Dans le 2025 Crédit à la consommation Les opérations finalisées par l'intermédiaire de filiales ont connu un léger ralentissement, avec un total de décaissements de 29,1 milliards d'euros, en baisse de 2,7 % par rapport à 2024. Le secteur automobile demeure cependant le moteur du système, représentant 23,9 milliards d'euros, soit plus de 80 % des prêts finalisés, même si ce chiffre est en baisse de 2,68 %. Il ne s'agit pas d'un signe de déclin structurel, mais plutôt d'un ralentissement de la croissance. marché plus sélectif, où l'accès au crédit continue de faire toute la différence.

sur nouveauLes décaissements se sont arrêtés à 16,59 milliards d'euros, avec 840 000 opérations financées et un ticket moyen de 1,9 750 euros, soit une augmentation de 1,9 % par rapport à 2024. Moins d'opérations donc, mais des montants moyens plus élevés.usato La région affiche de meilleures performances : 6,16 milliards d’euros de décaissements, 396 000 transactions et un montant moyen de 15 500 euros. La Lombardie représente 19 % des prêts décaissés en 2025, suivie du Latium et de la Campanie, tous deux à 11 %.

Maintenance sous pression, Bnpl entre en atelier

La Les restrictions ne s'arrêtent pas à l'achat.Pour 77 % des propriétaires de voitures, coûts d'entretien Elles pèsent lourdement sur le budget des familles. L'assurance, la taxe routière, le carburant et l'entretien deviennent de plus en plus difficiles à assumer, à tel point que l'an dernier, un conducteur sur cinq a reporté ou renoncé à des travaux d'entretien, qu'ils soient courants ou exceptionnels, pour des raisons financières. Ce chiffre atteint 42 % parmi les groupes vulnérables et 26 % chez les jeunes adultes (milléniaux).
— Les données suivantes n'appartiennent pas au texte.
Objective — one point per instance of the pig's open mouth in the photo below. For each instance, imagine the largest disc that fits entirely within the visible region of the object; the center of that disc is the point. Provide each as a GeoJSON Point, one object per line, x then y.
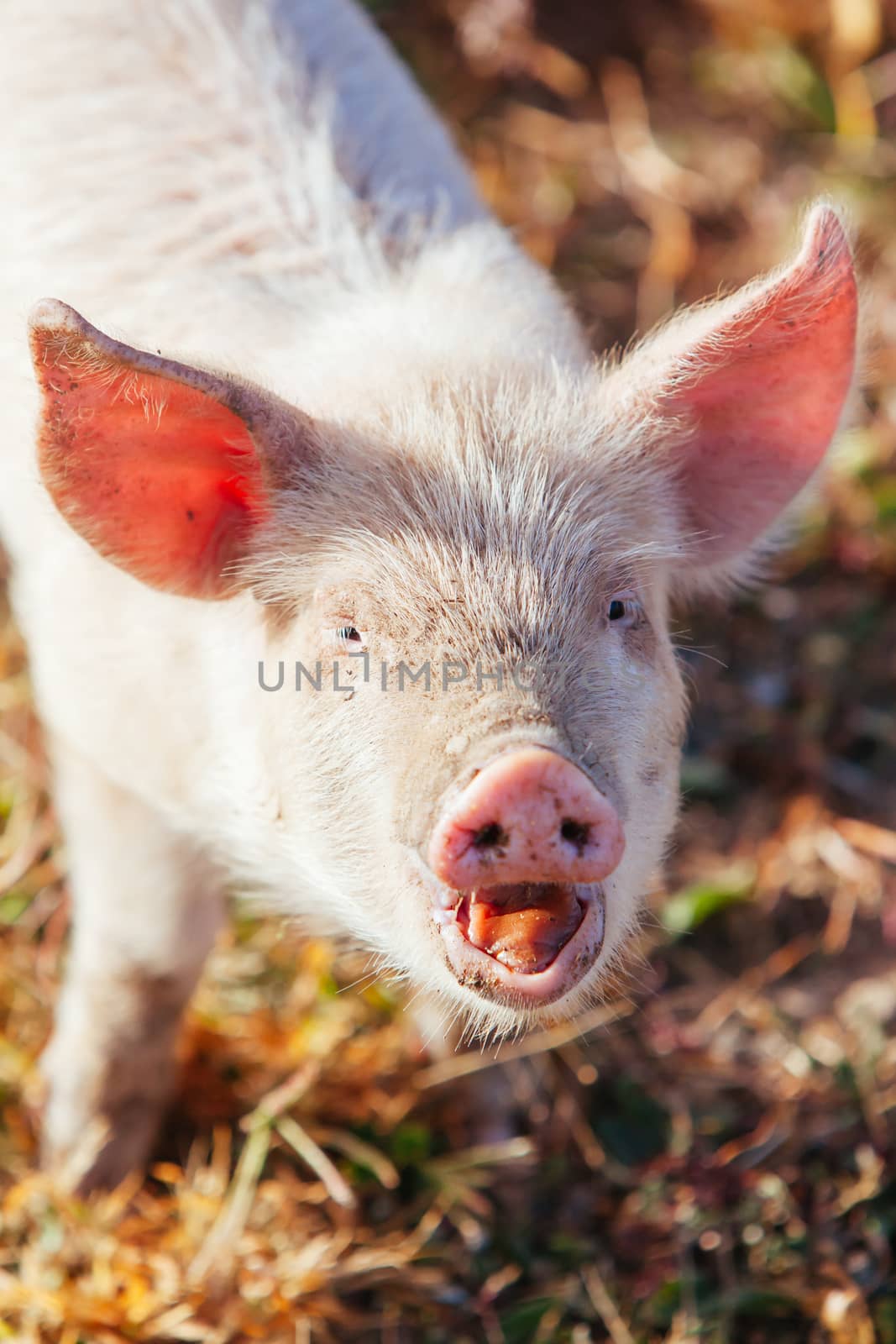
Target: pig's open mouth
{"type": "Point", "coordinates": [523, 925]}
{"type": "Point", "coordinates": [523, 941]}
Dans ce contexte, Intérêt croissant pour le paiement différé Appliqué aux dépenses automobiles, ce système est jugé utile par 59 % des Italiens pour couvrir le contrôle technique, les entretiens exceptionnels, l'assurance et le changement de pneus. Ce taux d'approbation atteint 74 % chez la génération Z, 68 % chez les personnes vulnérables et 77 % chez celles qui envisagent d'acheter une voiture dans les douze prochains mois. Il ne s'agit pas seulement d'étaler les dépenses ; pour 25 % des conducteurs, la possibilité de payer de manière flexible pourrait les inciter à investir davantage dans l'entretien de leur véhicule.
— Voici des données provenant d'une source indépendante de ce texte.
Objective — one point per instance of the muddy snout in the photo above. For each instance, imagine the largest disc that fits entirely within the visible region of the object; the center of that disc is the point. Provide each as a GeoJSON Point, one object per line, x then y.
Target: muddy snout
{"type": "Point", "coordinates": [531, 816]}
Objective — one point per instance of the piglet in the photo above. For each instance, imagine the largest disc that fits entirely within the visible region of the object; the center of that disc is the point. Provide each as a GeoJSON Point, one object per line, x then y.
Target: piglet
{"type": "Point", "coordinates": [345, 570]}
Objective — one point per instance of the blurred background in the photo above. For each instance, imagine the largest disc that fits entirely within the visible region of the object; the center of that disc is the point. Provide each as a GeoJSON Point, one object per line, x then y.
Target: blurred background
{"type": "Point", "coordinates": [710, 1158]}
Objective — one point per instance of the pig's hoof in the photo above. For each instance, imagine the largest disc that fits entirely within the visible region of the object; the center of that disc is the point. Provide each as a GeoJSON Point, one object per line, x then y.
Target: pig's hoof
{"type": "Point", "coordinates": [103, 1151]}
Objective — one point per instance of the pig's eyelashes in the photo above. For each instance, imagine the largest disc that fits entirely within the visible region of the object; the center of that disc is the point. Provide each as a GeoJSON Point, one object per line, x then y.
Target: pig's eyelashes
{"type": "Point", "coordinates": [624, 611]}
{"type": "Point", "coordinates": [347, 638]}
L'image finale est celle d'un marché toujours actif, Mais conditionné par la prudence et la capacité de dépenseLes voitures restent désirables et nécessaires, comme en témoignent les plus de 41 millions de véhicules en circulation en Italie et une densité de plus de 700 voitures pour 1 000 habitants. Mais le parc vieillit.L'âge moyen des véhicules approche les 13 ans et plus d'une voiture sur cinq est encore antérieure à la norme Euro 4. Sans une accélération du renouvellement du parc automobile, le report des achats risque de devenir un problème plus général, avec des conséquences sur la sécurité, le développement durable et les coûts futurs pour les automobilistes.